In this work, we propose an efficient Video-Language Alignment (ViLA) network. Our ViLA model addresses both efficient frame sampling and effective cross-modal alignment in a unified way. In our ViLA network, we design a new learnable text-guided Frame-Prompter together with a new cross-modal distillation (QFormer-Distiller) module. Pre-trained large image-language models have shown promising results on problems such as visual question answering (VQA). However, how to efficiently and effectively sample video frames when adapting pre-trained large image-language model to video-language alignment is still the major challenge. Compared with prior work, our ViLA model demonstrates the capability of selecting key frames with critical contents, thus improving the video-language alignment accuracy while reducing the inference latency +3.3% on NExT-QA Temporal with 3.0X speed up). Overall, our ViLA network outperforms the state-of-the-art methods on the video question-answering benchmarks: +4.6% on STAR Interaction, +2.2% on STAR average with 3.0X speed up, ours 2-frames out-perform SeViLA 4-frames on the VLEP dataset with 4.2X speed-up. The code will be available at https://github.com/xijun-cs/ViLA.
Paper Structure (24 sections, 10 equations, 5 figures, 5 tables)

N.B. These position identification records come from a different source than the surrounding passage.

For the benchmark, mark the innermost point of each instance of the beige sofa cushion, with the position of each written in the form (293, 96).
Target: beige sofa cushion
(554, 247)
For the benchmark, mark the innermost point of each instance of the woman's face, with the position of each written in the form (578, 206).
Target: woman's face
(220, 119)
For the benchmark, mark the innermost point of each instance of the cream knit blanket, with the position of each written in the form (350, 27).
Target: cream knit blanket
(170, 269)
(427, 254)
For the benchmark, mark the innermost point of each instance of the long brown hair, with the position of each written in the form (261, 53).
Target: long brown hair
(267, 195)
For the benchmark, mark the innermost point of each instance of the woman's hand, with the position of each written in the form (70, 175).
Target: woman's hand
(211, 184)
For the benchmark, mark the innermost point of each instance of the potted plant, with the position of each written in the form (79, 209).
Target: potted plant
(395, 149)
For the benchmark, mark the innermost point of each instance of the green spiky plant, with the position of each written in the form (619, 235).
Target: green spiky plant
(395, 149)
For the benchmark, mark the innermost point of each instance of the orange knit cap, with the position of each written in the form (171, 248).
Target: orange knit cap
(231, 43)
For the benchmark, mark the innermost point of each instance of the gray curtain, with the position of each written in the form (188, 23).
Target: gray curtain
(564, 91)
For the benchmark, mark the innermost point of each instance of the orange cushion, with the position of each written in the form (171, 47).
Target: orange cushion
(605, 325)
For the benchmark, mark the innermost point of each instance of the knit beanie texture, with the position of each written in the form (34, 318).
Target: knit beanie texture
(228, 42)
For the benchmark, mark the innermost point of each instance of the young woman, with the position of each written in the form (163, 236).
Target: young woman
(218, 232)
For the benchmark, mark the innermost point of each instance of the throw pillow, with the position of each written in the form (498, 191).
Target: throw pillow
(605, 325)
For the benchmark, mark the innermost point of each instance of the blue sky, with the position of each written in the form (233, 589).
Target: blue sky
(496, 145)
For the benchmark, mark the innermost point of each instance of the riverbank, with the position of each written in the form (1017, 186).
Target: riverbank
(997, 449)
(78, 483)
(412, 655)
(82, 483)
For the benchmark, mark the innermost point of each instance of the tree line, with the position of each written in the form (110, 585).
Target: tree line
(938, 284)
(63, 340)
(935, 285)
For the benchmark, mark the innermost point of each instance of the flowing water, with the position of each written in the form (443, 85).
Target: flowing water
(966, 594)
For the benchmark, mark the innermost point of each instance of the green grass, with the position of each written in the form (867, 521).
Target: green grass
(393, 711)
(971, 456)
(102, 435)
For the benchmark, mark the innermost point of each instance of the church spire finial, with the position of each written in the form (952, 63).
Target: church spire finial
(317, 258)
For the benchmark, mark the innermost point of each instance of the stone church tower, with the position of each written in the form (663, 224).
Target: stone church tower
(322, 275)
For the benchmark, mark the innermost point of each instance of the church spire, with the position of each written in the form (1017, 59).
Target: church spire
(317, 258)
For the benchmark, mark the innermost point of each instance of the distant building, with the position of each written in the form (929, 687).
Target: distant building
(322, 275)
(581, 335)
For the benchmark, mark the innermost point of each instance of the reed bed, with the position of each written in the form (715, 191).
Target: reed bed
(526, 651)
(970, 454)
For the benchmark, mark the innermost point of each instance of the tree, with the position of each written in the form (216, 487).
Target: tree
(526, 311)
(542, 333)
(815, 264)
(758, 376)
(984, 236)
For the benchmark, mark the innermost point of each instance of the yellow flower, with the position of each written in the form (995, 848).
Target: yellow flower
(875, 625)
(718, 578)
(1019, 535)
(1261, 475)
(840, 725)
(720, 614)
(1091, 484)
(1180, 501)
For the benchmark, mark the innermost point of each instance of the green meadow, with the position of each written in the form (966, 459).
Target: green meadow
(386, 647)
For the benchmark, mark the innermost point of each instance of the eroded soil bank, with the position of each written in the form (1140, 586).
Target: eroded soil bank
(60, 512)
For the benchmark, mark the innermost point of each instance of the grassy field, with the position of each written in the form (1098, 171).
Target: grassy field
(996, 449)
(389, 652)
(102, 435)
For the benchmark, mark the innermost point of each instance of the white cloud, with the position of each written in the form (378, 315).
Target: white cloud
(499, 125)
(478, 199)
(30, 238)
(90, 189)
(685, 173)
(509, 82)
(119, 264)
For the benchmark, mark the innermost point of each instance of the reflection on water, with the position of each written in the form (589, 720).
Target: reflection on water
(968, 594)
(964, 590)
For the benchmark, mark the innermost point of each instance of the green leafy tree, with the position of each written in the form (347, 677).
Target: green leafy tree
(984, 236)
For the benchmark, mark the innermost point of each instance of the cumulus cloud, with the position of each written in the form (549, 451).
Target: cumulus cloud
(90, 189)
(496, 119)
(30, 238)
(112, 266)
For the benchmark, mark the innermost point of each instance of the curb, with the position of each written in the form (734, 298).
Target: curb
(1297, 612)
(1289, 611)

This paper contains 24 sections, 10 equations, 5 figures, 5 tables.

Figures (5)

  • Figure 1: Our efficient Vision-Language Alignment (ViLA) model via Frame-Promper and distilling contains two new modules: a text-guided Frame-Prompter and a cross-modal QFormer-Distiller. It learns to extract the most question-related frames while keeping the inference latency low.
  • Figure 2: Model Overview. Our ViLA model includes 4 sub-modules: the visual encoder, text-supervised Frame-Prompter (FP), QFormer-Distiller (QFD), and a LLM. We encode the video frames through a frozen visual encoder. Then we train the Teacher-QFormer using all the frame features. After that, we train the Student-QFormer and Frame-Prompter end-to-end. Unlike the Teacher-QFormer, our Student-QFormer is trained with masked frames features from a text-supervised Frame-Prompter. Finally, the input question text and QFormer transformed visual features go through a frozen large language model to generate the answer. Our network supports both leveraging LLM through proper visual prompting without affecting the original LLM (Frozen) ability on language tasks and finetuning LLMs(LoRA) simultaneously to get optimal performance on specific tasks.
  • Figure 3: Text-guided Frame-Prompter. Here we show the details of our learnable text-guided Frame-Prompter. We design a learnable Frame-Prompter to sample the most text query-related frames, with two design choises (a and b). We choose design (a) for diversified temporal sampling. We first encode the mean-pooled segment features. We then apply the Gumbel Softmax to compute the segment mask to guarantee the differentiability. The selected frames embedding then goes through the QFormer-Distiller. Here $B$ means batch size, $T$ means frame number, $N\times C$ means the frame feature sequences. The Frame-Prompter is learned with the text-supervised gradient. When VQA loss is applied, the input question text-related gradient further flows to the Frame-Prompter. The question text-related gradient guides the Frame-Prompter to select the most critical frames.
  • Figure 4: Key-frame Selection Comparison Results (select 4 frames from 32 frames). We compare frames selected by our ViLA compared with that from the SOTA SeViLA yu2023self method. Across different type of questions, especially the Causal, Temporal type questions, keyframes selected by our network is more relevant and better related to the question.
  • Figure 5: QFormer-Distiller Results Visualization. Here we visualize the keyframes selected after cross-modal distillation. After distillation, we can select the most question-relevant frames even from 16 frames.